Wenn du kein CF/SLI planst kannst du dir auch das Asrock z77 pro4 angucken


----------



## unbekann1 (20. Mai 2012)

Werd mir alles mal in Ruhe durchlesen

Hab mir soeben diese Seite von euch durchgelesen
http://www.pcgameshardware.de/aid,8...Downsampling-und-Supersampling/Spiele/Wissen/
und hab festgestellt (da ich Dirt 3, Crysis, Crysis 2 und nächstes Jahr Crysis 3 spiele(n werde)), dass ich um eine Nvidia Grafikkarte nicht rundum komme auch wenn für Dirt 3 AMD besser wäre.
Welch GeForce würdet ihr mir empfehlen da die genannten PCIe 3.0 nicht haben und ich in 3 Jahren keine neue Grafikkarte kaufen möchte.

unbekann1


----------



## unbekann1 (27. Mai 2012)

Welche zusammenstellung sollte ich nehmen oder was könnte ich noch ändern


----------



## Threshold (27. Mai 2012)

Die 2. sieht gut aus aber was willst du mit dem Platimax? Das kostet nur Geld. Nimm das Straight E9 CM480. Kostet 70€ weniger ist aber nicht viel schlechter.


----------



## coroc (27. Mai 2012)

Es ist nirgendwo ein CPU-Kühler aufgeführt, ich würde überall den Thermalright HR 02 Macho nehmen


----------



## unbekann1 (27. Mai 2012)

@coroc
Es ist deswegen keiner aufgeführt da alle prozessoren boxed sind und ich nicht die absicht habe nach kauf zu übertakten

@Threshold
ist ein netzteil mit 80+ platin besser im energie sparen als in 80+ bronze

was könnte ich denn noch ändern damit ich insgesammt auf max 1100€ komme


----------



## DieMangoKiwi (27. Mai 2012)

unbekann1 schrieb:


> @Threshold
> ist ein netzteil mit 80+ platin besser im energie sparen als in 80+ bronze


 
Richtig. Aber Threshold hat ein Gold Netzteil gepostet. Gold nimmt sich mit Platin nicht viel, ist aber viel günstiger in der Anschaffung.


----------



## coroc (27. Mai 2012)

Dann kannst du dir auch die Z77 Boards und "k"-Prozzis weglassen


----------



## Threshold (27. Mai 2012)

unbekann1 schrieb:


> @coroc
> Es ist deswegen keiner aufgeführt da alle prozessoren boxed sind und ich nicht die absicht habe nach kauf zu übertakten
> 
> @Threshold
> ...


 
Ob Gold oder Platin ist völlig egal. Der Unterschied ist geringer als zwischen 1333er und 1600er RAM.
Das Straight E9 ist Gold und ist technisch sehr gut.
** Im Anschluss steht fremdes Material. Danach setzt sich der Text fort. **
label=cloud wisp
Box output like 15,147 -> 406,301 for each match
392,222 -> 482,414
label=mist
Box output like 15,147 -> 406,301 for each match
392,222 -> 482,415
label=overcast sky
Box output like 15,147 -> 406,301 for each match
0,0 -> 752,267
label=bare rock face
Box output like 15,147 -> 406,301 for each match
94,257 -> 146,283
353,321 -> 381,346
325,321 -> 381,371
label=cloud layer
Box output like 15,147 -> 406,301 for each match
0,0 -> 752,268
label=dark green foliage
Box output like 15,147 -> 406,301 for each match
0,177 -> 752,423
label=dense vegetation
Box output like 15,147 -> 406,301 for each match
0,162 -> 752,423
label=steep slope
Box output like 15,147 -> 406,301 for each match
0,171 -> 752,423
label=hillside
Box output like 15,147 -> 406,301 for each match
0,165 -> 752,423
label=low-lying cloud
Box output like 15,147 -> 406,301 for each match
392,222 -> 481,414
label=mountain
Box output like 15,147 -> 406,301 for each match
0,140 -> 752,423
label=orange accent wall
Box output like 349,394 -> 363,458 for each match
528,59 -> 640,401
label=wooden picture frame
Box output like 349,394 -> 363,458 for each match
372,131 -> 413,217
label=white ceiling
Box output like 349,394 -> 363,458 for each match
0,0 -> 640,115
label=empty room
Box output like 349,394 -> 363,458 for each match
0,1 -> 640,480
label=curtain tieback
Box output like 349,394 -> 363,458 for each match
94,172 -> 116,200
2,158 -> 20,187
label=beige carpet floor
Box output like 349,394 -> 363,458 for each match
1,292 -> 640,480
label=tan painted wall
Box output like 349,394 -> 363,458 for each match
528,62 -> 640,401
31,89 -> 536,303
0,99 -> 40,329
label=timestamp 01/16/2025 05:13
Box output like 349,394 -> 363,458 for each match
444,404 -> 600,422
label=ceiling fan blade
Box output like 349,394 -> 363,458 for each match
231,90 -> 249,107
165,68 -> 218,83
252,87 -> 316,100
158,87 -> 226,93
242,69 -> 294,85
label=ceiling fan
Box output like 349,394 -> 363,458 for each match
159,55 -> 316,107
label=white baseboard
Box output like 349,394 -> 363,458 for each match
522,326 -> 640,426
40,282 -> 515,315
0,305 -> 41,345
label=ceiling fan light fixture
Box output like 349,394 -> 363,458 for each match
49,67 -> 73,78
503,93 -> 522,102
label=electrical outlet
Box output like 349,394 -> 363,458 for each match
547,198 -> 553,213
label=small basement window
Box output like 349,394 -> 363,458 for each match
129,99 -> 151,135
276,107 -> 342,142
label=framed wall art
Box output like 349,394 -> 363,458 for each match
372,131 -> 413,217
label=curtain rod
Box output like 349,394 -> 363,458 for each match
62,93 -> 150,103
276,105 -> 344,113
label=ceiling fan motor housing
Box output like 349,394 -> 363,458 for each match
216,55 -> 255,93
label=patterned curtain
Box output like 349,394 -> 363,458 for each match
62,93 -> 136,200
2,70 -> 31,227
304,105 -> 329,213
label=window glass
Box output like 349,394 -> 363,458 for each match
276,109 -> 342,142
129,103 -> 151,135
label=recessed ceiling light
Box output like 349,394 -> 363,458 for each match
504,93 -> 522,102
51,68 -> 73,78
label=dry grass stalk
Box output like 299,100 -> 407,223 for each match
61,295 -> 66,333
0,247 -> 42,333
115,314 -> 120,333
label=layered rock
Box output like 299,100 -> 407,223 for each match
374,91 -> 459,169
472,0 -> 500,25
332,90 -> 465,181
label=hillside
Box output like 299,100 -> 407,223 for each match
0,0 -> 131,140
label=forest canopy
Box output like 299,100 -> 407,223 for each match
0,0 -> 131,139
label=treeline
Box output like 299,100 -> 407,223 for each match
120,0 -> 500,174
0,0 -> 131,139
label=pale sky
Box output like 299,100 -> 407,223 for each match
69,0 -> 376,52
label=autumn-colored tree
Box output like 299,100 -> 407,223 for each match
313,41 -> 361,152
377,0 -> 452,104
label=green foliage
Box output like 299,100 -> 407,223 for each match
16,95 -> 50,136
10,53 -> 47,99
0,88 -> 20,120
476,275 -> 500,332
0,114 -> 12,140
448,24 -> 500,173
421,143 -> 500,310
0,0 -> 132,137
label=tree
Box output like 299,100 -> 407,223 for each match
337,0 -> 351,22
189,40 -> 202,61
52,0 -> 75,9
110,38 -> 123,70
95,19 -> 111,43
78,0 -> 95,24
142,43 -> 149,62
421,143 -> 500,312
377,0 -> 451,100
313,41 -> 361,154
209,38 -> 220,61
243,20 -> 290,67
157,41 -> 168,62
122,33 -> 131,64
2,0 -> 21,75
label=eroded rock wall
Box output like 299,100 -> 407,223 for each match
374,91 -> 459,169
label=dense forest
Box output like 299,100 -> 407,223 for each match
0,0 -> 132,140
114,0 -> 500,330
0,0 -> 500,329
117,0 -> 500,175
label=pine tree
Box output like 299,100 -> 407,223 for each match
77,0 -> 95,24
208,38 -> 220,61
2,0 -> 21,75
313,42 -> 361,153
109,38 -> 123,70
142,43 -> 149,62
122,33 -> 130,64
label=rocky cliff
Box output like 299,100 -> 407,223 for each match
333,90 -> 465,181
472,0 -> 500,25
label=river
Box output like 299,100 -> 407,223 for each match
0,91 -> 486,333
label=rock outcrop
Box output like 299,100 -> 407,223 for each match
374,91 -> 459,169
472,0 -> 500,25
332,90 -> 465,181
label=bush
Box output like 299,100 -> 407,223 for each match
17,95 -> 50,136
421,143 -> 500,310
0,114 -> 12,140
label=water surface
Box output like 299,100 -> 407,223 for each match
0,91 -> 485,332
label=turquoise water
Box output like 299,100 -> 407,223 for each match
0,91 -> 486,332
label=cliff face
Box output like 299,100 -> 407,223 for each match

Für den Preis bekommst du kein besseres Netzteil.
Und das Platimax ist im Grunde genommen nur ein Modul 87+ mit besseren Eingangsfiltern und kleineren Widerständen um die Effizienz um das kleine Stück anheben zu können damit es für Platin reicht.


----------



## unbekann1 (27. Mai 2012)

wäre für mein system nicht ein modulares Netzteil besser wegen besserer luft zirkulation oder so ??


----------



## Threshold (27. Mai 2012)

Das Straight CM480 ist modular. Dafür steht das "CM" ja.


----------



## unbekann1 (27. Mai 2012)

tschuldigung habs mir erst angesehen als ich den post schon hatte

die 480W reichen locker oder

kleine frage am rande wofür gibt es über 1000 Watt netzteile??


----------



## DieMangoKiwi (27. Mai 2012)

Wenn du 4 GTX 690 hast benötigst du über 1000 Watt. 
Für dich reichen 480 Watt ohne Probleme.


----------



## Threshold (27. Mai 2012)

unbekann1 schrieb:


> kleine frage am rande wofür gibt es über 1000 Watt netzteile??


 
Einige wollen ihre Rheumadecke mit anschließen oder den Tischgrill oder wollen damit das Auto starten.


----------



## unbekann1 (27. Mai 2012)

nebenbei autobatterie laden wäre ja ne option 

im aktuellen pc hab ich zwei laufwerke wovon ich eins in den neuen packen könnte 
soll ich evtl. die 1tb wd cavair black weglassen ich hab momentan ne 1tb externe Festplatte mit USB 3.0 obwohl es der pc gar nicht kann

edit:
sollte ich nicht lieber die gigabyte hd 7970 nehmen wäre einwenig günstiger


----------



## Threshold (27. Mai 2012)

Der neue kann aber dann USB 3.
Du kannst die HDD einbauen. Wieso auch nicht?


----------



## unbekann1 (27. Mai 2012)

dass der neue usb 3.0 hat weiß ich auch, deshalb hab diese auch genommen (1TB Transcend)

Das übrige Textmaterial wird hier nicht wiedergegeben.